Mets to Explore DeGrom Extension in Coming Weeks

New York Mets starting pitcher Jacob deGrom showed confidence in his former-agent-turned-general-manager, Brodie Van Wagenen, last week, saying, “I honestly think he’s going to do a good job at this”, despite still being a bit befuddled at the, let’s say, unique qualities of the situation.

Now that the obligatory well-wishes have been expressed, it’s time to get to business. Jacob deGrom is coming off one of the best seasons in franchise history and is a virtual shoo-in to take home the National League Cy Young Award later this week.

The 30-year-old right-hander pitched to an MLB-leading 1.70 earned-run average with a 1.99 FIP, 0.912 WHIP, a microscopic 0.45 home runs per nine innings, and led all major league pitchers with his 8.8 fWAR.

The five-year MLB veteran made $7.4 million in 2018, his second arbitration-eligible season, and would likely double that, at least, if he went to arbitration this offseason. Although deGrom is arbitration eligible through the 2020¬†season, chances are, he will be locked up long-term well before then — with the Mets, or otherwise.

During last year’s All-Star break, Van Wagenen — still deGrom’s agent — told the Mets in no uncertain terms to either extend their ace or trade him. The Florida native finished out the year on a historic note, setting MLB records for consecutive quality starts along the way.

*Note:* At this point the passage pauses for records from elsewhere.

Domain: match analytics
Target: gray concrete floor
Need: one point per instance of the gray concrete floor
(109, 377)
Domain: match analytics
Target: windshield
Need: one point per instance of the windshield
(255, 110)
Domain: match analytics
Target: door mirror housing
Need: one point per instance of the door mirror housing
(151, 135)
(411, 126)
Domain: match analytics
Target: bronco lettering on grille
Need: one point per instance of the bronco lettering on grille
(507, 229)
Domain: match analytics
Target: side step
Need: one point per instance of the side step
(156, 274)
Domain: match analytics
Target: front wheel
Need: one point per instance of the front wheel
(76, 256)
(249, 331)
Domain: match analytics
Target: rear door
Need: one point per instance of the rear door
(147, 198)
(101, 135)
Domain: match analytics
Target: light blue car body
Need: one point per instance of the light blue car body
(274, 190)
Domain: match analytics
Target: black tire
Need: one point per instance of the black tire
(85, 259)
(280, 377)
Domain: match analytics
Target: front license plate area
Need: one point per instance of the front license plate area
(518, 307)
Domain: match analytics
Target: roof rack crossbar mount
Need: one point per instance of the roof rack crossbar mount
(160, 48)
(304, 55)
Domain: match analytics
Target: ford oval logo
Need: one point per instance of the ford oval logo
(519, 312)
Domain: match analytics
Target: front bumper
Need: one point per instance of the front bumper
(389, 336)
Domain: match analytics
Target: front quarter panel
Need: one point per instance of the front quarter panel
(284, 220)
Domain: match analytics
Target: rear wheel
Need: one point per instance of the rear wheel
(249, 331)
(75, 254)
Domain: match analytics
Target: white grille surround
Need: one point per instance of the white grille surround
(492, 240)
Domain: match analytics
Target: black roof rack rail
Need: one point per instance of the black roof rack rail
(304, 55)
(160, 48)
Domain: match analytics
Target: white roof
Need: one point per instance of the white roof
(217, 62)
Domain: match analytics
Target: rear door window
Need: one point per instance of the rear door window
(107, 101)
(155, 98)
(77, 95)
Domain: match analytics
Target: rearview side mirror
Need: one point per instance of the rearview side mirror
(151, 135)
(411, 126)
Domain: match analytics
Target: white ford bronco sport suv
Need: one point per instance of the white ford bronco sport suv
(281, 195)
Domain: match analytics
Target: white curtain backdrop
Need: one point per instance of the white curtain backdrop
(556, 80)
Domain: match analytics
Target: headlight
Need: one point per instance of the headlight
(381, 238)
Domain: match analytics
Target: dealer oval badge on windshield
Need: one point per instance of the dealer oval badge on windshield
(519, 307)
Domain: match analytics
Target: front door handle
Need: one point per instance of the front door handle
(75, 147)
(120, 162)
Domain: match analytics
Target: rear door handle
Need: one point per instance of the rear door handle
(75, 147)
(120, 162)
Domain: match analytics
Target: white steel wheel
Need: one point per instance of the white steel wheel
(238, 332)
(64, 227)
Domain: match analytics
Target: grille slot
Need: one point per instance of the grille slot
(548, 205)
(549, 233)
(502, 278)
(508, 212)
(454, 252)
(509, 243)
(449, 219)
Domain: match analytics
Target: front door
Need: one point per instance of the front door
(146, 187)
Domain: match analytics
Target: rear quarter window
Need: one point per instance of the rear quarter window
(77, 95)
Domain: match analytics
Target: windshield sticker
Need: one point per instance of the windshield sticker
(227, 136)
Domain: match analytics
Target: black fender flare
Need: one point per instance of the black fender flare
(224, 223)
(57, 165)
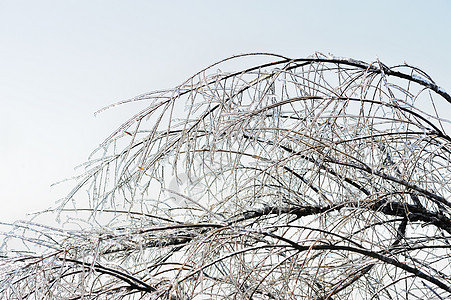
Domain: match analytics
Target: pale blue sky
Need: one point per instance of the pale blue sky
(62, 60)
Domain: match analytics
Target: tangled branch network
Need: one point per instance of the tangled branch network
(311, 178)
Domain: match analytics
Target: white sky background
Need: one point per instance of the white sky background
(60, 61)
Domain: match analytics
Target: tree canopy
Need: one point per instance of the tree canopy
(259, 177)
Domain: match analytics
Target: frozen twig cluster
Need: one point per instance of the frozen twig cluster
(311, 178)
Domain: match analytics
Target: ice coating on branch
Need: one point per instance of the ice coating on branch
(422, 80)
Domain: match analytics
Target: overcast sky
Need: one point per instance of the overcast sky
(60, 61)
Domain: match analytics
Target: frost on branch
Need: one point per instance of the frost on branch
(260, 177)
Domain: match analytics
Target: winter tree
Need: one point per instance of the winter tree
(260, 177)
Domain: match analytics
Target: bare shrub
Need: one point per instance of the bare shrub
(312, 178)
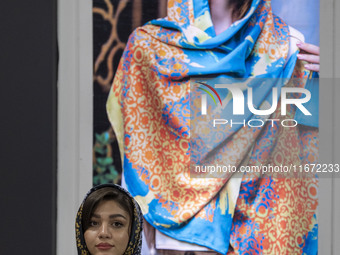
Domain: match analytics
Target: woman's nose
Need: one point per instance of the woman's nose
(104, 231)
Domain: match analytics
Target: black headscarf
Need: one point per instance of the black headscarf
(135, 243)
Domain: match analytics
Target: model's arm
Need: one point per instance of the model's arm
(311, 54)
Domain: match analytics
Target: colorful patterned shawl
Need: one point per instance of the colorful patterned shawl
(135, 242)
(149, 110)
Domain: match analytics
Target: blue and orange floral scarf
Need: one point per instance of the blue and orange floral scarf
(149, 109)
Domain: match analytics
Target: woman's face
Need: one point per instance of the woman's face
(109, 230)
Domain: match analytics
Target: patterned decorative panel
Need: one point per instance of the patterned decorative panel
(113, 21)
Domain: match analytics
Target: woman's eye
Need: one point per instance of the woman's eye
(117, 224)
(93, 223)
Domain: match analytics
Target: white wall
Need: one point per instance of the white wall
(74, 116)
(75, 120)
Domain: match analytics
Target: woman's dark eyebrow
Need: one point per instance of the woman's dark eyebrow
(117, 215)
(111, 216)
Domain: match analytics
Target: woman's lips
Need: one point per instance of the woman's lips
(104, 246)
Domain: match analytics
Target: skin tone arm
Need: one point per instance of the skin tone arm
(311, 54)
(221, 15)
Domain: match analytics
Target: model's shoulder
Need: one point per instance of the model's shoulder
(295, 36)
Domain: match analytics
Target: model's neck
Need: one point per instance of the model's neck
(221, 15)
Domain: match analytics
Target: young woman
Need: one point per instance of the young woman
(149, 108)
(109, 221)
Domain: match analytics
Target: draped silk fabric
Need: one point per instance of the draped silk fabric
(149, 109)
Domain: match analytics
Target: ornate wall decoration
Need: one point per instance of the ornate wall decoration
(113, 22)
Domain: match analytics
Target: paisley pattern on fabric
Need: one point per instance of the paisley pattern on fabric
(149, 108)
(135, 243)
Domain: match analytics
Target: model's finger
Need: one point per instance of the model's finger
(313, 67)
(315, 59)
(310, 48)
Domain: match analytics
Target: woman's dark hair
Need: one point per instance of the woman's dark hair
(105, 194)
(240, 8)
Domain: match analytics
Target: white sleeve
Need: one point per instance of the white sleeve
(295, 37)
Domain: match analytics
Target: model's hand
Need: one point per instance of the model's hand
(311, 54)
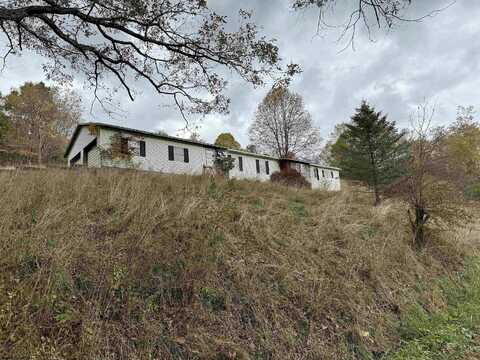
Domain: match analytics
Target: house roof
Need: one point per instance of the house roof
(135, 131)
(179, 140)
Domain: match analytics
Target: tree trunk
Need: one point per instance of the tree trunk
(418, 226)
(39, 155)
(377, 195)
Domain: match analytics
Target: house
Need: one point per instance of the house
(103, 145)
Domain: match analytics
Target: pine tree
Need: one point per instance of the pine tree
(373, 150)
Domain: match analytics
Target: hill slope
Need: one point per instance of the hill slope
(129, 265)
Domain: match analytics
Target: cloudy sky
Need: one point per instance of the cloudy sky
(437, 59)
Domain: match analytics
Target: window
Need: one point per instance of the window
(178, 154)
(124, 148)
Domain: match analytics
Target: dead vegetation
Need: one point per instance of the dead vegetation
(130, 265)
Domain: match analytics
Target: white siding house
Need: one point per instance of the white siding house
(152, 152)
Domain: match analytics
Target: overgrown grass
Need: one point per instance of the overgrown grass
(130, 265)
(453, 333)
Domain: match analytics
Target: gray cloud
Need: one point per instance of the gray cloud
(437, 58)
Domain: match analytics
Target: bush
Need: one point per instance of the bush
(290, 177)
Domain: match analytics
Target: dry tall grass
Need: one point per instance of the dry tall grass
(129, 265)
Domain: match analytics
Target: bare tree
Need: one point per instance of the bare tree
(429, 188)
(366, 13)
(41, 119)
(175, 46)
(283, 127)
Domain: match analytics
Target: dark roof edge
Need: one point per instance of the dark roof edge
(135, 131)
(180, 140)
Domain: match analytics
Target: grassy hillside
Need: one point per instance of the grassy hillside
(127, 265)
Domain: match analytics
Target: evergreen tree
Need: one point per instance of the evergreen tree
(227, 140)
(373, 150)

The Mets presumably don’t want deGrom going anywhere, and must be willing to show him how much he means to this organization. Van Wagenen said as much to Anthony DiComo of MLB.com.

“I’ve remained steadfast that I think he’s tremendous. I’d love to try to keep him if it’s possible. We’ll explore that in the coming weeks.”

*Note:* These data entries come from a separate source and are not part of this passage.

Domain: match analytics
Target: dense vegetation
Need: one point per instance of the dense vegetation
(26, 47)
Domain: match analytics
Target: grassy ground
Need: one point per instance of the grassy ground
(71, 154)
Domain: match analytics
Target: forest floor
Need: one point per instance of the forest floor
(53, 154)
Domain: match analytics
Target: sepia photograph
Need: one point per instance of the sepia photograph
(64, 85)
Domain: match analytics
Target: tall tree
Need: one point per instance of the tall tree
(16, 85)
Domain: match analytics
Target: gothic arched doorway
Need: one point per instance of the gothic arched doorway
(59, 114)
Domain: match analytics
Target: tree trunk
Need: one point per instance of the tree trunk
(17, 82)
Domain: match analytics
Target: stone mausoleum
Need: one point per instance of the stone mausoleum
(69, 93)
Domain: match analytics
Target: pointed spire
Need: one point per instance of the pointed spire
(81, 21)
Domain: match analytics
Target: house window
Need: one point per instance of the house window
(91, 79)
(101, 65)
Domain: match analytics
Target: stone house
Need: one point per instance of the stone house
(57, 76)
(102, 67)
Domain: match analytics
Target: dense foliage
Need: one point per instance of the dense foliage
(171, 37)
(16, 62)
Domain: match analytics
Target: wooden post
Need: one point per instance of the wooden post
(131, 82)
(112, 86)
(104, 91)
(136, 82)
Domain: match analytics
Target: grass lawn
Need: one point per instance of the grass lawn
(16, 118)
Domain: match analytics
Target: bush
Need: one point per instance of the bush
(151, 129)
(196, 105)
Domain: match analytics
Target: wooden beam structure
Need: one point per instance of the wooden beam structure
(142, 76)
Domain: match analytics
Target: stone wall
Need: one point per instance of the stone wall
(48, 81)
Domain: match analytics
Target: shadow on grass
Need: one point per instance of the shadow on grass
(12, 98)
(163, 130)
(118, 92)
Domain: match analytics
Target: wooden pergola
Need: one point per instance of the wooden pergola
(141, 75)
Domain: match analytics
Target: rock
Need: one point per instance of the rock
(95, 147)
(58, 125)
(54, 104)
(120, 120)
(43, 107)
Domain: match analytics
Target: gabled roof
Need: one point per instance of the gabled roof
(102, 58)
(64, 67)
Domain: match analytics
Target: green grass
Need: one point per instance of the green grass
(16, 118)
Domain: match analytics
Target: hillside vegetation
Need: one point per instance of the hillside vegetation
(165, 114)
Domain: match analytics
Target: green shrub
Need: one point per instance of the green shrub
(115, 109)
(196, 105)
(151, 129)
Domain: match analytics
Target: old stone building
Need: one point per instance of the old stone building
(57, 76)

Jacob deGrom added his thoughts to DiComo’s piece, as well. And it paints just as rosy a picture for his future in Queens, even if he does remain a bit vague. Par for the course, in this writer’s opinion.

“I really do enjoy playing in New York. The fans have treated me great. I enjoy taking the mound at Citi Field in front of them, and it’s rare that a guy spends his career with one team,” deGrom said. “If that was something they wanted to do […], then we’d be willing to definitely explore that.”

Everyone’s cards are on the table. Let’s make a deal, gentlemen.